Our haul, raspberries, blackberries, grapes, forget-me-nots
and a roll of plastic for the greenhouse
We were meant to be going to a conference this weekend as part of the prayer team but it got cancelled as more people were interested in going to a conference on learning tips for leadership. It's sad really as the cancelled conference was going to be based on building relationships to mentor and disciple youngsters in the Christian faith, using camping as a starting point. If there is one thing we could do with in the body of Christ it is spending more time learning how to relate to each other better and less time learning how to be boss. We can't all be leaders, but we can all relate to others. Still it meant an unexpected free weekend and we decided to go and visit our friends who had tried to get the conference together anyway. We had intended to set off early to be able to have a lovely long day with them but it wasn't to be. We generally stay at the other apartment at the weekends, even though it is only 10 minutes away but it feels like having a weekend break away from home, and I went to step into the bathroom and had a rather rude awakening as I stepped into a cold puddle of water. Fortunately our Swedish friend had made the place watertight as the plumbing components here leave a lot to be desired but that still meant a rather large puddle of water that needed to be dealt with and so the next couple of hours Ian dealt with that while I went to the butchers for some meat and made a sausage mixture.

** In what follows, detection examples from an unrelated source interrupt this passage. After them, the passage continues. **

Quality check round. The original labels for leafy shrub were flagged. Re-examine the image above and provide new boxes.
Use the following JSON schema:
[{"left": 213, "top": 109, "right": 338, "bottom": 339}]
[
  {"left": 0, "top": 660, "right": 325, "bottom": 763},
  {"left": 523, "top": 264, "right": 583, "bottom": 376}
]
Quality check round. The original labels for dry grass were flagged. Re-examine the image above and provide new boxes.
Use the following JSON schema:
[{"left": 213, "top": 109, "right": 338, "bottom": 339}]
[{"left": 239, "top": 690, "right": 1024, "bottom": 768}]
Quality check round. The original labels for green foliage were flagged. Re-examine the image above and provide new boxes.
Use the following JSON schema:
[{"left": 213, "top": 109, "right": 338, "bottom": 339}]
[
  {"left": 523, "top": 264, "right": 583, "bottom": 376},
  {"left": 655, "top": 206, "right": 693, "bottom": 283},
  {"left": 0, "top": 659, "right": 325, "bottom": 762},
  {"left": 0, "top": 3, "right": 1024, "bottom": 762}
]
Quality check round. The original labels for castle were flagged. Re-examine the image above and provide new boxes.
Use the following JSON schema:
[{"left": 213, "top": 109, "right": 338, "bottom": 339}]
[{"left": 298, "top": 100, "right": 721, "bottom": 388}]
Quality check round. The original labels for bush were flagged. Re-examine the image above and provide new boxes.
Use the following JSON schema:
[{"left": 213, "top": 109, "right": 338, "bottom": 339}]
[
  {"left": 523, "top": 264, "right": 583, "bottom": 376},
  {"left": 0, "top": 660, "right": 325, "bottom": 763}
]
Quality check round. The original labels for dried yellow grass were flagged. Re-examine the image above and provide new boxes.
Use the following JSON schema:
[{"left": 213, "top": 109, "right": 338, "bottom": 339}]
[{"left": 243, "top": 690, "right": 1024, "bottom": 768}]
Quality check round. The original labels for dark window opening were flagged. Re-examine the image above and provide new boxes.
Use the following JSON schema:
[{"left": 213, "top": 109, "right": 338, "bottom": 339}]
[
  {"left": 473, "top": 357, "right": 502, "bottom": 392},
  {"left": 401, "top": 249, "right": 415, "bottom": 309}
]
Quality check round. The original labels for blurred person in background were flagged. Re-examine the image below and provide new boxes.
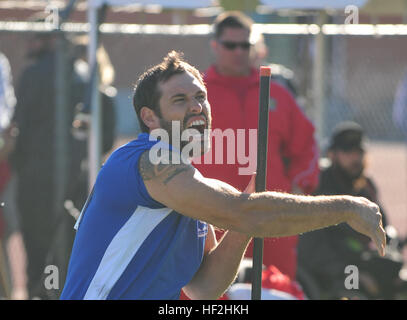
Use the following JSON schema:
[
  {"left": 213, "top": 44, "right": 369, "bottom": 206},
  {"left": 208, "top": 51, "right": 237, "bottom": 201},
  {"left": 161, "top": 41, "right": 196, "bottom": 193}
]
[
  {"left": 194, "top": 12, "right": 319, "bottom": 296},
  {"left": 65, "top": 36, "right": 117, "bottom": 218},
  {"left": 0, "top": 52, "right": 28, "bottom": 300},
  {"left": 13, "top": 20, "right": 115, "bottom": 299},
  {"left": 298, "top": 121, "right": 405, "bottom": 299}
]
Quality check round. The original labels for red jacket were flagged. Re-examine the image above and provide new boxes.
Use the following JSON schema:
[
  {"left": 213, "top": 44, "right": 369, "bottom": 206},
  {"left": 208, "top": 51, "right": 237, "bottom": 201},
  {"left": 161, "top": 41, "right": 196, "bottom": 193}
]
[{"left": 194, "top": 66, "right": 319, "bottom": 279}]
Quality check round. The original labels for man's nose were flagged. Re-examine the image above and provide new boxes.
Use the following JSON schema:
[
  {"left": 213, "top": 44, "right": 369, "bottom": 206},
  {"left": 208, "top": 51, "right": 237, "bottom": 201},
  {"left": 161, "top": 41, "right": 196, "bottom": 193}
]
[{"left": 190, "top": 99, "right": 202, "bottom": 113}]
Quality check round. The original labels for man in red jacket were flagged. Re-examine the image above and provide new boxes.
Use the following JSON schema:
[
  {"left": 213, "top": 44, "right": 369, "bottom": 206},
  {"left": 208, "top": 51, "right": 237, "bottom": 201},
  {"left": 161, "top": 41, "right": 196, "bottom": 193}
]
[{"left": 194, "top": 12, "right": 319, "bottom": 279}]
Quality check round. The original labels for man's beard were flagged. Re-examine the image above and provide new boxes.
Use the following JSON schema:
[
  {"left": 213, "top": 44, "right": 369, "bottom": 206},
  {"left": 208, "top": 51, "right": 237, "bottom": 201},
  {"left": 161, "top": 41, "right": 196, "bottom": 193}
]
[{"left": 160, "top": 113, "right": 212, "bottom": 158}]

Eventually all was sorted and away we went

Cowslips. Often rare in England but abundant here
Despite the late start we had quite an entertaining day with our friends and their young boys, as they were learning to call us Mr and Mrs in preparation for when they go to live in Canada, where their Dad is from, in Autumn. Apparently it is better to be more formal in their Canadian circles. We met in a town part way to their house so we could both do some shopping and have lunch and then boys rode in our big red truck on the way back to their house, which for a 3 and 4 year old is very exciting, apparently! So exciting they didn't go to sleep as expected  (by the way if any of our American friends are reading this, it is not as big as an American big truck, it is only 2.5litre engine not the huge 4 litre engine, but big for Europe). Our friends have a lot of fruit bushes and grapes in their garden so we also came back with a lot of cuttings and suckers and we were so pleased to get a blackberry bush. We have missed having blackberries as they don't seem to grow wild here in quite the same way as they do in the UK, so getting a whole plant was fantastic - blackberry and apple crumble here we come.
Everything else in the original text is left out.